Manu National Park | Deepest, Darkest Peru

Updated: Nov 10, 2018

28th October - 1st November 2018

It was like stepping into all my favourite childhood books and films at once: The Edge Chronicles: Beyond the Deepwoods, Lord of the Rings, Fern Gully, Avatar…

The Amazon Jungle is an absolute dream land where trees can walk and Tarantulas have pink toes. The sound of insects ripple through the forest and Macaws screech overhead. Palm Trees have pot bellies and ethereal Dragonflies look like finely spun silver. Grasshoppers turn into white discs as they leap from leaf to leaf and Squirrel Monkeys whistle through the canopy.

There is nowhere on earth like it and I am pining to go back. I adore it's rawness and inaccessibility and the dangers and mysteries it holds. I could write a million and one things about this place, but instead I'm going to sum it up in a few key moments:

The first night in Rainforest Lodge was deafening as I experienced a true thunderstorm for the first time ever. The thunder felt like it was splitting the earth in two and my heart raced as flash after flash of lightning blinded me in my bed.

Thunderstorm number two, was on a boat, on the Madre de Dias river, during lunch. We'd just had the most beautiful time in the natural, Hot Springs at which point the rain came down and the thunder rolled in. We were dry and warm on the boat eating the best ceviche I've ever had, when we looked up to see a bolt of lightning blow up a tree on the opposite shore. I could have cried at the spectacle.

We spent a night in a Camouflage House which looked out over a mammal, Clay Lick (mammals come from all over the jungle to get the nutrients from the clay). Situated deep in the jungle from our second camp, Bonanza Lodge, we got there after 2 hours of walking and wildlife spotting, and settled in (joined by a divine lightning bug). We each had a mattress and took it in turns as 'lookout’ to check for any mammals. When it was my turn, my heart leapt as a Tapir (related to the Rhino) wandered into the swampy area. She was huge, elegant and completely beautiful. It was magic and I didn't want to leave the place come the morning.

After night fell on our third night, we headed into the darkness with torches for a Night Walk. So. Many. Insects. The spiders were brilliant: they ranged from giant, Scorpion Spiders to the prettiest, long-legged silver spiders… We saw Leaf Katydids (fave insect ever) alongside a Pink-Toed Tarantula and a beautiful Yellow Clown Tree Frog.

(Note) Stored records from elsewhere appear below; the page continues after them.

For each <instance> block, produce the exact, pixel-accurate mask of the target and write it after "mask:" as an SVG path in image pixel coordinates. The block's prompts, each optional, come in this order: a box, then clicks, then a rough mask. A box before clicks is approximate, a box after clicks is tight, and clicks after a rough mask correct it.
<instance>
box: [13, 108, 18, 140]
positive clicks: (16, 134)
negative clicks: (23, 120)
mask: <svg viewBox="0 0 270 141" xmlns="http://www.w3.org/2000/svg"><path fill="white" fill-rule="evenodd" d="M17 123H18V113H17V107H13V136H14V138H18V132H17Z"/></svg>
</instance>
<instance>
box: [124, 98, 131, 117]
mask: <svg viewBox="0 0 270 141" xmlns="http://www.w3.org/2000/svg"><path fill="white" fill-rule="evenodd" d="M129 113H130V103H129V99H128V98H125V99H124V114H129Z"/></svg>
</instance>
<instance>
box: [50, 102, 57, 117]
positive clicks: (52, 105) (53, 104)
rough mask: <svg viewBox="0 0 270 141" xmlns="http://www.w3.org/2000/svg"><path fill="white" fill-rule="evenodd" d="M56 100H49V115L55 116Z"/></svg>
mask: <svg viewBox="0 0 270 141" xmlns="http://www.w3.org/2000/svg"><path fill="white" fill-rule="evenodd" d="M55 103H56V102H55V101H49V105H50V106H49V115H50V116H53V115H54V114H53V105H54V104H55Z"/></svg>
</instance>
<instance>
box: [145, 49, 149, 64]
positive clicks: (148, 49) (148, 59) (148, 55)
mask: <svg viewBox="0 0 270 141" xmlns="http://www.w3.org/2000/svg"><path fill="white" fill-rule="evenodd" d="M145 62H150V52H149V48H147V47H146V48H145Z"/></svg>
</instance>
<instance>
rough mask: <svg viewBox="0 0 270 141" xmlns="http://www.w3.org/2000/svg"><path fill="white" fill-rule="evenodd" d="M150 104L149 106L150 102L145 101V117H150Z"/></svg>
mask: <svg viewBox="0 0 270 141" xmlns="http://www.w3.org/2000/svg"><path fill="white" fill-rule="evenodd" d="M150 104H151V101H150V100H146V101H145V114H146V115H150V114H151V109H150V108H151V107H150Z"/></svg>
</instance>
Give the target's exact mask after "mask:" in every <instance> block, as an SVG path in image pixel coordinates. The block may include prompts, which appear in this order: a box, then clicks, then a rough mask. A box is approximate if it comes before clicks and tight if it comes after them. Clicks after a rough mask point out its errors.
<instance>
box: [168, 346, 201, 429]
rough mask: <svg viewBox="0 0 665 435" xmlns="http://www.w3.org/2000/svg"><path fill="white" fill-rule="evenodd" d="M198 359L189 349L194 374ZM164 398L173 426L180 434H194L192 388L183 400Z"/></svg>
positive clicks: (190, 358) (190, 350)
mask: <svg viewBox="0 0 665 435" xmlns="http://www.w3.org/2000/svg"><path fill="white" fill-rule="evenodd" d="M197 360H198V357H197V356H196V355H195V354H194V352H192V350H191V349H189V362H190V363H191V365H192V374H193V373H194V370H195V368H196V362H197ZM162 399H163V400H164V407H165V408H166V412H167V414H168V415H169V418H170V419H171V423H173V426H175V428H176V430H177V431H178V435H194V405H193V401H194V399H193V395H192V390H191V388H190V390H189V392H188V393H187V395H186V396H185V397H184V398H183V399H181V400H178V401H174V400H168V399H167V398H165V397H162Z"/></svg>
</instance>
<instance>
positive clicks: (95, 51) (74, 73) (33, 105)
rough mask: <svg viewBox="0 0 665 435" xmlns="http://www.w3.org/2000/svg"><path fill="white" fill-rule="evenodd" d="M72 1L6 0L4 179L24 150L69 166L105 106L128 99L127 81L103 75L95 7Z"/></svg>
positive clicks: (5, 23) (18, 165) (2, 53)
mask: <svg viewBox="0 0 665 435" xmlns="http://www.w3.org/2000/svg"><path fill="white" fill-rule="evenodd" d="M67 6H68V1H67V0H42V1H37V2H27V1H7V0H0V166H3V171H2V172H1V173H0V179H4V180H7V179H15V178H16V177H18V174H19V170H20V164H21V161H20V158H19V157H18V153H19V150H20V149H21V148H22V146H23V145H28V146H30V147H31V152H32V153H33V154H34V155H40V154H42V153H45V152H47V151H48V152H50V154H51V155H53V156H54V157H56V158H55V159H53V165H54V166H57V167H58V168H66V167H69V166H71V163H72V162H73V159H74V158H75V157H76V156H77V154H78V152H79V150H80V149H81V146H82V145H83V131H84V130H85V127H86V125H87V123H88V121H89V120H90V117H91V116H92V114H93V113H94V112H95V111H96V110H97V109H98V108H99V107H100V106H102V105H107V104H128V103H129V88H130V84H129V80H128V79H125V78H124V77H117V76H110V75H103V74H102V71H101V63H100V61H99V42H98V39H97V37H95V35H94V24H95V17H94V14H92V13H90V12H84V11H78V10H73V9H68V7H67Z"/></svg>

On the penultimate day, we got to see the Jungle Condor: King Vulture. There were three or four of them and, always last to join the feast, they towered over the Black Vultures. They busied themselves on the riverbank but escaped to the trees as we approached. They were fascinating, with big clown-like, red faces and huge, white and black bodies.

There was so much more to the trip: the birdlife is beyond belief and Jordy's (our guide) enthusiasm was contagious. He knew everything about anything and was so driven by the life around him (except when he was napping, of course). The group was great fun too. There was a total of seven, three of whom were over fifty and a bit ‘mleh’ (if I'm honest!) but the other two were a divine and hilarious couple (Josh and Rosie), the same age as Sarah and I, who we went for a ‘debrief’ dinner with once back in Cusco.

I still can't believe I was there, in the Amazon Jungle… But what broke my heart to smithereens on leaving, was the news that Bolsonaro had been elected as the new Brazilian President, and with his disgusting plans to open the Amazon to widespread development, the ‘Earth’s Lungs’ don't stand a chance.